O segundo antiviral, o brincidofovir, não mostrou benefícios clínicos em nenhum dos três pacientes, quando administrado sete dias após o aparecimento de erupções cutâneas. Ambos os fármacos são indicados para o tratamento da varíola humana.
O artigo agora publicado já estava preparado, conta Hugh Adler ao PÚBLICO Hugh: “Nós já queríamos partilhar este conhecimento com a comunidade científica. Acaba por ser uma feliz coincidência que seja publicado a tempo de informar os médicos a gerir todos estes casos de VMPX no mundo”. Os investigadores analisaram sete casos diagnosticados com VMPX entre 2018 e 2021, revendo os métodos adoptados e os resultados desse tratamento. No entanto, não é possível tirar conclusões definitivas sobre a eficácia antiviral com uma amostra de casos tão pequena.

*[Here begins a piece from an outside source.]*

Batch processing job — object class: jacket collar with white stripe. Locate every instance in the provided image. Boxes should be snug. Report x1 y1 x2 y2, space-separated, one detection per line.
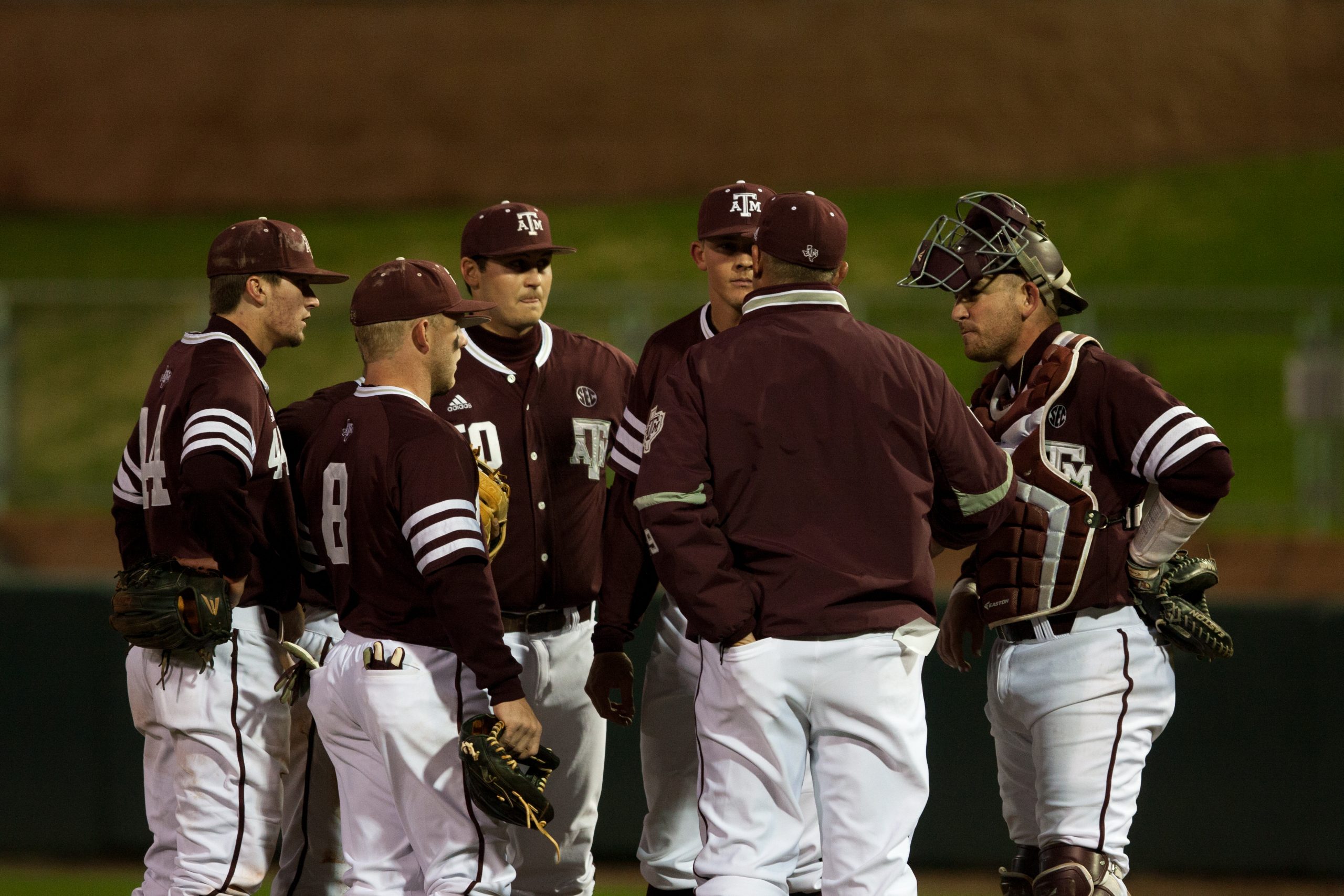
182 314 270 395
466 321 555 376
742 283 849 317
355 377 430 411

Centros de resposta rápida a surtos
Os resultados não acarretam esperança no uso de antivirais, mas trazem dados relevantes para o estabelecimento de estratégias de contenção da transmissão e tratamento da doença. “Os casos que estudámos mostram a importância de manter uma rede colaborativa de centros de resposta rápida para gerir surtos esporádicos, como a varíola-dos-macacos. Com o regresso das viagens aos níveis de antes da pandemia, as autoridades de saúde pública e os profissionais de saúde devem manter vigilância à possibilidade de surgirem mais casos”, explica outro dos autores, Nick Price, do Hospital Guy’s & St Thomas, em comunicado.

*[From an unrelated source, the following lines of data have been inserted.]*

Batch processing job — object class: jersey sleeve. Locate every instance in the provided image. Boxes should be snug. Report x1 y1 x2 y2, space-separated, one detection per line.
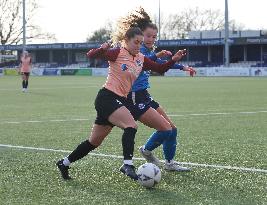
87 48 120 61
143 57 175 74
0 60 18 68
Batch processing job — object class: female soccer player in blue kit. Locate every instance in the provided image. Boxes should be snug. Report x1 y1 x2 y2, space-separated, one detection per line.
122 8 195 171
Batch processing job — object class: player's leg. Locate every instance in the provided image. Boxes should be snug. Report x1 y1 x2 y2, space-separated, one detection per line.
57 124 112 179
108 106 138 180
155 104 190 171
139 107 172 165
21 72 26 92
25 73 30 90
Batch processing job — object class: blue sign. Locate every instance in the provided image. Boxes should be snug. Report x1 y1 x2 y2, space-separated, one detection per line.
0 37 267 51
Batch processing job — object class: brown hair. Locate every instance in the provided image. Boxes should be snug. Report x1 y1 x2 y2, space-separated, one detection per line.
112 7 158 44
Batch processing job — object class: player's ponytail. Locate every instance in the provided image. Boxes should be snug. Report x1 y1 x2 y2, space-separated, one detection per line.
112 7 155 44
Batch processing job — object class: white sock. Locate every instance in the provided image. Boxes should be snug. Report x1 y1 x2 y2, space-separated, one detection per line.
123 160 133 165
63 157 71 166
165 160 173 164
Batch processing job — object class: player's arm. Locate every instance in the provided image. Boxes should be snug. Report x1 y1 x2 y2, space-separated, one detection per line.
151 50 185 70
87 43 120 61
143 50 186 74
0 60 18 68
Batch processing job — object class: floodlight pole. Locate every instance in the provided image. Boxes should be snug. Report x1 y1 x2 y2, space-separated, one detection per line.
22 0 26 51
224 0 230 67
158 0 161 40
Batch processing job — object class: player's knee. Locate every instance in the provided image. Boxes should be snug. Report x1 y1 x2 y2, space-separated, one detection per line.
125 121 138 130
158 123 172 131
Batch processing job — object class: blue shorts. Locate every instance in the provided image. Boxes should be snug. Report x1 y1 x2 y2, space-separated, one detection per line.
127 89 159 119
95 88 138 126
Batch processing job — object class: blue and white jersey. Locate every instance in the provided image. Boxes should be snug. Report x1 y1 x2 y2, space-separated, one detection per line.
132 44 184 92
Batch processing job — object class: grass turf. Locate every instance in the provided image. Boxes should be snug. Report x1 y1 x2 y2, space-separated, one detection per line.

Além da necessidade de criação de centros de resposta rápida, Hugh Adler alerta também que os pacientes podem manter-se positivos em testes PCR mesmo após a melhoria das lesões – ou a queda das crostas. “Neste caso pode o teste PCR ficar positivo durante 90 dias mesmo sem o doente transmitir a infecção, como na covid-19? Ou é mesmo um sinal de que a infecção e a possível transmissão ainda persiste? Não sabemos a resposta a isso, mas têm de ser desenvolvidos estudos para podermos responder ao controlo da transmissão”, aponta Adler.
Os sete doentes que foram analisados retrospectivamente apresentaram doença leve e foram tratados em ambiente hospitalar, de forma a controlar a transmissão da infecção. Quatro dos casos foram importados da África Ocidental, enquanto três derivaram da transmissão entre humanos – um profissional de saúde que atendeu casos de VMPX e dois coabitantes de uma pessoa infectada.
Os surtos de VMPX fora do continente africano são incomuns, mas nos últimos dias, há surtos em quase 20 países, ultrapassando neste momento os 150 casos confirmados. Em Portugal foram confirmados esta segunda-feira 37 casos, alastrando-se pela primeira vez para o Norte e para o Algarve.
Ao longo da última semana, o Centro Europeu de Controlo de Doenças e a própria Organização Mundial da Saúde mencionaram os antivirais entre as estratégias de combate à VMPX, algo que estes resultados observacionais não corroboram – apesar de só terem sido observadas quatro pessoas. A equipa de investigadores descreveu as características clínicas, resultados virológicos e resposta aos antivirais, através da revisão de notas dos casos clínicos.
Actualmente não existem tratamentos para o VMPX e há dados limitados sobre a duração do contágio, com o período de incubação a estender-se entre os cinco e os 21 dias. A maioria das mortes pela doença ocorre em crianças e pessoas com sida, mas não existe qualquer relato de óbitos nos surtos fora de países endémicos.